È per questa ragione che si è pensato a uno strumento destinato alle smid caps sui mercati regolamentati e non, che ha uno scopo ambizioso: il Fondo dei fondi, infatti, punta a superare quello che è uno dei paradossi più evidenti nel mercato italiano dei capitali, che al netto di un elevato tasso di risparmio si mostra inerte quando si tratta di fare investimenti nell’economia reale.

Secondo quanto affermato da Giulio Centemero, membro della VI commissione (Finanze) Lega, si inizierà con 300 milioni fino ad arrivare a 1 miliardo. Dopodiché, se l’esperimento avrà successo, ci saranno altri fondi pubblici che potranno seguire la stessa strada. Intanto, per iniziare, con l’emendamento approvato dalla commissione Finanze di Palazzo Madama, il Patrimonio destinato può sottoscrivere quote o azioni di organismi di investimento collettivo del risparmio, a patto che questi si dedichino principalmente a Pmi.

Le pmi devono avere sede legale (o significativa e stabile organizzazione) in Italia e possono avere anche un fatturato annuo inferiore a euro cinquanta milioni. Per una quota non prevalente, gli Oicr interessati possono investire in titoli quotati emessi da imprese italiane, e anche in titoli di Stato italiani, europei o di un Paese dell’Eurozona.

Le quote o azioni dei nuovi Oicr sottoscritte da Patrimonio Destinato non potranno superare il 49%, mentre la restante quota del patrimonio, come si legge nell’emendamento, dovrà essere «sottoscritta da co-investitori privati alle medesime condizioni del Patrimonio destinato». Queste indicazioni sono da tradursi in una strategia tutta incentrata sull’effetto leva: a una minoranza pubblica si affiancherà una maggioranza di capitali privati, per esempio da casse previdenziali o fondazioni, che siano coinvolti alle stesse condizioni.

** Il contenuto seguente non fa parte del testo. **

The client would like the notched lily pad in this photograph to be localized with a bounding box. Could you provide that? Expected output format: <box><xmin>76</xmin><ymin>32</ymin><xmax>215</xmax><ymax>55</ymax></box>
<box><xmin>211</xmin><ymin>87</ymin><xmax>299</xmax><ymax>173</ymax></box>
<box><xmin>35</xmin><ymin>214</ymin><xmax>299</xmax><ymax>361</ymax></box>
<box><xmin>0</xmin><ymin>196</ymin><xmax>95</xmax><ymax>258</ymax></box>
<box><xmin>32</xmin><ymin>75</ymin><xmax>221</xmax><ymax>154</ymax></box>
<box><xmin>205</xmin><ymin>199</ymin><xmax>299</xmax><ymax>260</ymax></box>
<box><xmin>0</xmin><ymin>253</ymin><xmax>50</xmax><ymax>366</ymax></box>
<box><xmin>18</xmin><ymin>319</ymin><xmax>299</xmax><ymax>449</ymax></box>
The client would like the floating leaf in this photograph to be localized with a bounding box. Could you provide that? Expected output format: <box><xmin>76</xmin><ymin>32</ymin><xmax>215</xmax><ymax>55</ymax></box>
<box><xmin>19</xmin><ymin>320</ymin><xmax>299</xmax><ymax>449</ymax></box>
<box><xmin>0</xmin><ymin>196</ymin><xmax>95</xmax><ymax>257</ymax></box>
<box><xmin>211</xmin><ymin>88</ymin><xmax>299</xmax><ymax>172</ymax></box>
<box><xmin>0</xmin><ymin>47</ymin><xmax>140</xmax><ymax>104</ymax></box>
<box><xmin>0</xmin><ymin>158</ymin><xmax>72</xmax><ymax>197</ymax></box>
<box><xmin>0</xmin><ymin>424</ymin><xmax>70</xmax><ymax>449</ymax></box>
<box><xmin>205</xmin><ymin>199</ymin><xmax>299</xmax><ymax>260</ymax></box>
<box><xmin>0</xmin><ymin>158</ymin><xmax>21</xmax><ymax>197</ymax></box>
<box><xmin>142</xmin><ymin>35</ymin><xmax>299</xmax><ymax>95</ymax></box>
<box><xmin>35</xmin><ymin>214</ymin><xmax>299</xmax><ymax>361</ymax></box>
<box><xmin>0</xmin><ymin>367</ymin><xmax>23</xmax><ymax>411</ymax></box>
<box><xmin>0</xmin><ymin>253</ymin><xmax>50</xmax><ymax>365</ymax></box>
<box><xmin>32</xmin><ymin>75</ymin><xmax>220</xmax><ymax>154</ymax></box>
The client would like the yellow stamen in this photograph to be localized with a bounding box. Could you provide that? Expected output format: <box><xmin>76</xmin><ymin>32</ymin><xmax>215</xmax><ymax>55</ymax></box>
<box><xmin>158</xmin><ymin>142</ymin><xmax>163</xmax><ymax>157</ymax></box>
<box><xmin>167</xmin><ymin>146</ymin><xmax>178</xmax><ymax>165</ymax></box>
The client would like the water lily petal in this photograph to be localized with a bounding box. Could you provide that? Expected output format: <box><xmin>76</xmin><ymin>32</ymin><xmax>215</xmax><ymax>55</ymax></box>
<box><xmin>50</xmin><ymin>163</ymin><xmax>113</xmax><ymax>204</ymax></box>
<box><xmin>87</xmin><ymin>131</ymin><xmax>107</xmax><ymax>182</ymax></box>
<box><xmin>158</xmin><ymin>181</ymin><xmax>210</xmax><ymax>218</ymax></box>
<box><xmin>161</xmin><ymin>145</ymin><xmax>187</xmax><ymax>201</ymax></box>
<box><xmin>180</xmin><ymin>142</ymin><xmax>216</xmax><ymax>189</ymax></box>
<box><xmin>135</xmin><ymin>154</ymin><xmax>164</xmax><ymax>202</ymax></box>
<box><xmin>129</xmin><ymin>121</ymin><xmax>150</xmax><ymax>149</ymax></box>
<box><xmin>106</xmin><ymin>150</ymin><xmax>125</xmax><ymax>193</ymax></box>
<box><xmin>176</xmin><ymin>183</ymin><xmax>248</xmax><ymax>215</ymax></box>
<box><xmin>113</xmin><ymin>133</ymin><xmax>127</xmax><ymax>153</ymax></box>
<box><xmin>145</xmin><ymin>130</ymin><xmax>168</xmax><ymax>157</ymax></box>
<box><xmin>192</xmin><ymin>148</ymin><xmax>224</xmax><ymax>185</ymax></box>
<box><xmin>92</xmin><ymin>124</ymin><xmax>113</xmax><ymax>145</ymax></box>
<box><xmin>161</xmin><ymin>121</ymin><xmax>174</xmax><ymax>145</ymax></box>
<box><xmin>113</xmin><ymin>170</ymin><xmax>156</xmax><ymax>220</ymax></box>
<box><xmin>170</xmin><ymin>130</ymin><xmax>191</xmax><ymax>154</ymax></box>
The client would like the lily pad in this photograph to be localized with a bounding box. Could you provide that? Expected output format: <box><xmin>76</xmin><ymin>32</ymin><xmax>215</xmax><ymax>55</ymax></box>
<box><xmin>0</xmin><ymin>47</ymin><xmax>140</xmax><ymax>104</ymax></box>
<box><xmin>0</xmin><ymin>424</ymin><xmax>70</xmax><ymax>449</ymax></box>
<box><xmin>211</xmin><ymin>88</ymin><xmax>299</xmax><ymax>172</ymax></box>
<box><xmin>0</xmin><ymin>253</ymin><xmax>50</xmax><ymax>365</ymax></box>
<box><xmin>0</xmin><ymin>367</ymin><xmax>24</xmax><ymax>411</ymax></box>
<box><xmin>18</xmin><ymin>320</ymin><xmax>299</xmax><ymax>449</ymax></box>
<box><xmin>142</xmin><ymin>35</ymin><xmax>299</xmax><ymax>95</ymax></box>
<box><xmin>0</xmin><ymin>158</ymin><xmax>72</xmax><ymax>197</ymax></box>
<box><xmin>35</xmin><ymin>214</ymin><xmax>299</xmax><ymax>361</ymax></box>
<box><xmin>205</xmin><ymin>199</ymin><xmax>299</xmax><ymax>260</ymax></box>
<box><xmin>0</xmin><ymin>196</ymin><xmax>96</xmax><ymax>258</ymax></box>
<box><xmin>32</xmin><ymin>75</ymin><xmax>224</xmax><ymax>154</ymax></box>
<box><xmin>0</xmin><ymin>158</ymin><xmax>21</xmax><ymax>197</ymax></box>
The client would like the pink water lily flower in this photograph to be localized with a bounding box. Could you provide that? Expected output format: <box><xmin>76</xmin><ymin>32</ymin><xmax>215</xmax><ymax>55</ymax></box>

Certo, il cammino non sarà breve e non sarà facile: la strada è ancora lunga e prevede il passaggio attraverso decreti legge e sessioni di bilancio. Ma l’intento è lodevole: sfruttando anche la conoscenza diretta del mercato da parte degli Oicr, si stabiliranno di certo parametri e modalità di selezione delle piccole e medie imprese su cui investire, provando a costruire modalità nuove di coinvolgimento dei capitali privati dopo i risultati non proprio soddisfacenti del passato.